Spendiamo qualche parola sul nome e sul logo del nostro progetto Kaupapa.
Le macchinazioni mentali che servono per elaborare il nome di una nuova attività possono dare gli esiti più disparati. Figuriamoci, poi, se sono due le teste che elaborano e che devono raggiungere una sintesi. E se questa attività si occupa di comunicazione: un nome che è già portfolio.
Giorni faticosi e appassionati, a tratti divertenti. Cercavamo qualcosa di originale, di insolito, niente di pretenzioso o altisonante.
La lingua maori è sembrata quasi da subito fare al caso nostro: suoni curiosi, rimandi esotici.
Va detto tuttavia, o per nostra fortuna, che la cerchia di lemmi papabili di questo idioma per il nostro scopo era davvero ristretta.
Scartando parole dal significato interessante, ma impronunciabili, oppure melodiose ma ingestibili, la scrematura ha prodotto due, massimo tre, opzioni. Tra queste Kaupapa, che in Maori significa “progetto”, “programma”.
Sì forse questa era la più cacofonica della rosa, ma tant’è. Kaupapa ci rappresenta, così come il suo senso, che ha in sé l’istanza di qualcosa in divenire.
Una volta verificata la genuinità della nostra ricerca, siamo passate all’ideazione grafica.
Serviva un segno caratterizzante, un pittogramma che accompagnasse il logo.
Ci è sembrato naturale attingere anche per questo dalla cultura Maori che, com’è noto, è ricca di rappresentazioni tribali. L’ispirazione è venuta da una delle varianti del Sole Maori, che simboleggia l'”energia”, questo
Estrapolata la situazione centrale, cioè il gruppo di pistilli bianchi quasi intrecciati tra loro, l’abbiamo poi elaborata per renderla più grafica possibile e allontanarci così dall’estetica Maori, poiché, mantenere anche quella, cominciava ad essere fuorviante rispetto alla mission del laboratorio.

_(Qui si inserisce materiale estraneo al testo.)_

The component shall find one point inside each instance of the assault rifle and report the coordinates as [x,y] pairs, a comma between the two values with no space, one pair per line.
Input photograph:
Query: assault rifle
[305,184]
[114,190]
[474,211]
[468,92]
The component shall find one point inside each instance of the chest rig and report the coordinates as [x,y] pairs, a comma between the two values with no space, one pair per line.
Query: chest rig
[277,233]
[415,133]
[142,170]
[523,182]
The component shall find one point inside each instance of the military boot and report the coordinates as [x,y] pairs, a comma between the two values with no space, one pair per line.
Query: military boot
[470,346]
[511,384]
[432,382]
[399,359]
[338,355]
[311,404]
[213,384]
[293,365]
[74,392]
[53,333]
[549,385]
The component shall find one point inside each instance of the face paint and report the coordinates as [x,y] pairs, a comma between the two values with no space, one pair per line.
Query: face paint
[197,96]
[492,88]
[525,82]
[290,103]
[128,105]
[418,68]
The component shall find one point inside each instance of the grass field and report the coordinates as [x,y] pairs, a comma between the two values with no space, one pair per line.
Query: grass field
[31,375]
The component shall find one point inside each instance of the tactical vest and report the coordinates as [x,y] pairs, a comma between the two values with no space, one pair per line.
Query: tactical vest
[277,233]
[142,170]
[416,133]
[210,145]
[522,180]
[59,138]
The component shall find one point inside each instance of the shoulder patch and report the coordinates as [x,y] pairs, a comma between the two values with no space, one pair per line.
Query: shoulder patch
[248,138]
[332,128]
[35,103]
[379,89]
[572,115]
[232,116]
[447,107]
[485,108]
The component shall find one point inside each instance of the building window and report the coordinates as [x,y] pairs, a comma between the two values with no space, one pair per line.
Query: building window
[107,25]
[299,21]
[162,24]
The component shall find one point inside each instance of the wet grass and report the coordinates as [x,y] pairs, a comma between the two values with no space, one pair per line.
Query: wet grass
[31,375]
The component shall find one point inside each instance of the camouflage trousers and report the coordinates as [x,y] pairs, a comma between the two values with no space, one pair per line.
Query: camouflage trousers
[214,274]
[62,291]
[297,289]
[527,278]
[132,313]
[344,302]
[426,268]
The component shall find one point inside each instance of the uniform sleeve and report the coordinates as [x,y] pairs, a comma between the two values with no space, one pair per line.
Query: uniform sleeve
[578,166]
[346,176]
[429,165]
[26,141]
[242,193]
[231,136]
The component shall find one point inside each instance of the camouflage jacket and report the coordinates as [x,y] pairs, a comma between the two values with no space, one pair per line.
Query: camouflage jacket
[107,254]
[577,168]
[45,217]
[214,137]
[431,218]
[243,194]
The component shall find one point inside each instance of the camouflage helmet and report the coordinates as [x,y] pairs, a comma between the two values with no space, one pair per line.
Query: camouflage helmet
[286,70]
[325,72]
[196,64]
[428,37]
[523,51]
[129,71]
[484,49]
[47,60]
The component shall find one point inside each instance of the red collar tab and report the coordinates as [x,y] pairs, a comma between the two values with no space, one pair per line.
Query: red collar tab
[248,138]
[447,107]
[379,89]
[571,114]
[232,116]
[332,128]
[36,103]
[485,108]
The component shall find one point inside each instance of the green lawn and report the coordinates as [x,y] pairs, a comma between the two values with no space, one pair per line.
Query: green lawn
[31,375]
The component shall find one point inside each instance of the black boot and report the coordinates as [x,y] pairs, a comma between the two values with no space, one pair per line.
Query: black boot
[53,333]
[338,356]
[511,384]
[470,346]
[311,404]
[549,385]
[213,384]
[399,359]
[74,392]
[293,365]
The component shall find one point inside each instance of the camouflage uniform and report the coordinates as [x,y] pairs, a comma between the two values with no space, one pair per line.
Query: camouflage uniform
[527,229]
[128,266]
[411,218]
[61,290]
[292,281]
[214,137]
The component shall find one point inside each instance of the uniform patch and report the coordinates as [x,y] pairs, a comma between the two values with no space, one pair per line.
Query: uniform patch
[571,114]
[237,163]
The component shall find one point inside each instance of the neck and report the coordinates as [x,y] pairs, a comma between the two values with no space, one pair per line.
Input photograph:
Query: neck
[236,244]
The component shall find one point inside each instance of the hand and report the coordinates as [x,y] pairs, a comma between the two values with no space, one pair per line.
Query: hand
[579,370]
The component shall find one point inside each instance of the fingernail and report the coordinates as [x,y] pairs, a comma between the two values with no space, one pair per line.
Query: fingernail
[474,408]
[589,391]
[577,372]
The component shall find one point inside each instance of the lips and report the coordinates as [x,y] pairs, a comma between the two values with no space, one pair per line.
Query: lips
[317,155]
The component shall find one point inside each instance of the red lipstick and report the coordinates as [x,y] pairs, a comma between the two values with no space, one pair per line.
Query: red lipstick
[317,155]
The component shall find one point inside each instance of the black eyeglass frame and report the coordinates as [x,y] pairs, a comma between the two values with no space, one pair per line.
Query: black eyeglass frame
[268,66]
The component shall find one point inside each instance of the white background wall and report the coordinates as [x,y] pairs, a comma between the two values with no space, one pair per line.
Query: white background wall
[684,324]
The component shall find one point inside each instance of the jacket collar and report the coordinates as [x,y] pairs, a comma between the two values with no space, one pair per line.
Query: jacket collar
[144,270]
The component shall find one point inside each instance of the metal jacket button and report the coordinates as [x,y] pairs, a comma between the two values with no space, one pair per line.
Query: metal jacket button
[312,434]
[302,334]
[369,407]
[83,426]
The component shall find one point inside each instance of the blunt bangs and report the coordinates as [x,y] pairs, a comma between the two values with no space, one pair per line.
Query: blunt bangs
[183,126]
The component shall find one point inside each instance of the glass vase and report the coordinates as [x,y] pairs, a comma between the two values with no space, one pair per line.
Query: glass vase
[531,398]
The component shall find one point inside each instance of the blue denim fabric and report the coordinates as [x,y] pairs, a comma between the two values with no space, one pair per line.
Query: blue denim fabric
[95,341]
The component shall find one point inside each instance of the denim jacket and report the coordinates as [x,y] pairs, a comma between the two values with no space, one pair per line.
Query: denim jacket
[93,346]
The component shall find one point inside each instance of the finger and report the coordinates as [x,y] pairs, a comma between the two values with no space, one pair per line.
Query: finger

Il risultato è un diagramma costituito da elementi che sembrano interagire tra loro, come un team di persone (il pallino ricorda la testa di un uomo, no?), in un contesto circolare ma aperto, energico.
L’elemento verde che si differenzia dagli altri non è solo un tocco d’artista, ma richiama l’unicità di ogni persona, e di ogni progetto, come spiegato in homepage accanto all’amantide pazzerella.
Il logo: doveva essere semplice e legare perfettamente con il pittogramma.
Infine, massima intesa sulla scelta dei colori verde e nero.